Beginning again after brokenness.
We’ve all been there. Brokenness doesn’t have to be the end – it can actually be the beginning. Maybe you’re in a season where you’ve come to the end of yourself. Great. That’s exactly where God wants you.
When you’re broken, you feel empty, and it’s important to come before the Lord empty. It’s actually good when you feel empty because when you know your need, you remember your source, and you know He’s the only one who can satisfy.
We’re beginning again most days.
I know how hard it can be to begin again, over and over again.
There were moments during my cancer treatment when I literally didn’t think I could make it through the night, or the day, both physically and emotionally. Thinking of making it through 164 days of chemo being injected into my body and the other 215 days writhing in pain and exhaustion felt impossible. In the thick of it, I wanted to give up – but each day, I began again, even if it just looked like putting one foot in front of the other. Even in this current season, there have been moments when I never thought I’d see the light again, but my strength has began again – over and over again.
It takes deep compassion and grace for yourself to begin again. Maybe you’re like me and not especially great in that area. Here’s the good thing: you don’t have to do it alone. You’re not building alone. You’re not beginning again alone.
God is already holding on tight to you.
This past weekend, I went to Taylor Swift’s Reputation Tour, in Toronto. I’ve loved Taylor for over a decade and have seen her perform four times now. What some may see as a fun girls night out (and for me, it definitely was that, too) was actually special for me in the sense that I’ve really identified with her latest album, Reputation, and to see her be so committed to healing her broken heart and beginning again (and again and again) has been encouraging in my current season.

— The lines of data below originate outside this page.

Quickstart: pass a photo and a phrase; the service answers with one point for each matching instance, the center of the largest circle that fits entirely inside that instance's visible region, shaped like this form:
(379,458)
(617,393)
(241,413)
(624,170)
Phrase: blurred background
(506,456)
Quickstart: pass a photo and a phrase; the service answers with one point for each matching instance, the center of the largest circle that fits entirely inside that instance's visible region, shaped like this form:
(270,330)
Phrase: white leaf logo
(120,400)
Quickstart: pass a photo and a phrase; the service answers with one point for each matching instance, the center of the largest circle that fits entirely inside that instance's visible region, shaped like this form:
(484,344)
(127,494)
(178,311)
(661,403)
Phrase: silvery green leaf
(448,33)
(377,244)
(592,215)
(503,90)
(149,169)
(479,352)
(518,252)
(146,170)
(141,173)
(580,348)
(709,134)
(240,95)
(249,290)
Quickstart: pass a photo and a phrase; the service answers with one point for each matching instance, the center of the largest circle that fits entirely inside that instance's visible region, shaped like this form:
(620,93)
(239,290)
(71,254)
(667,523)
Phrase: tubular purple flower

So, in the words of Taylor:
“When she lay there on the ground,
She dreamed of time machines and revenge,
and a love that was really something,
not just the idea of something.
When she finally rose, she rose slowly
Avoiding old haunts and sidestepping shiny pennies
Wary of phone calls and promises, charmers, dandies and get-love quick schemes.
When she stood, she stood with a desolate knowingness
Waded out into the dark, wild ocean up to her neck
Bathed in her brokenness
Said a prayer of gratitude for each chink in the armor she never knew she needed.”
To listen to Taylor’s full poem from the Reputation Tour, Why She Disappeared, click here.
Sometimes what we, in our limited human perception, see as an ending is likely a beginning. I’m in a season of beginning again. If you are too, I pray your heart remains breakable as you begin again. For the only way for something to grow is for it to be broken.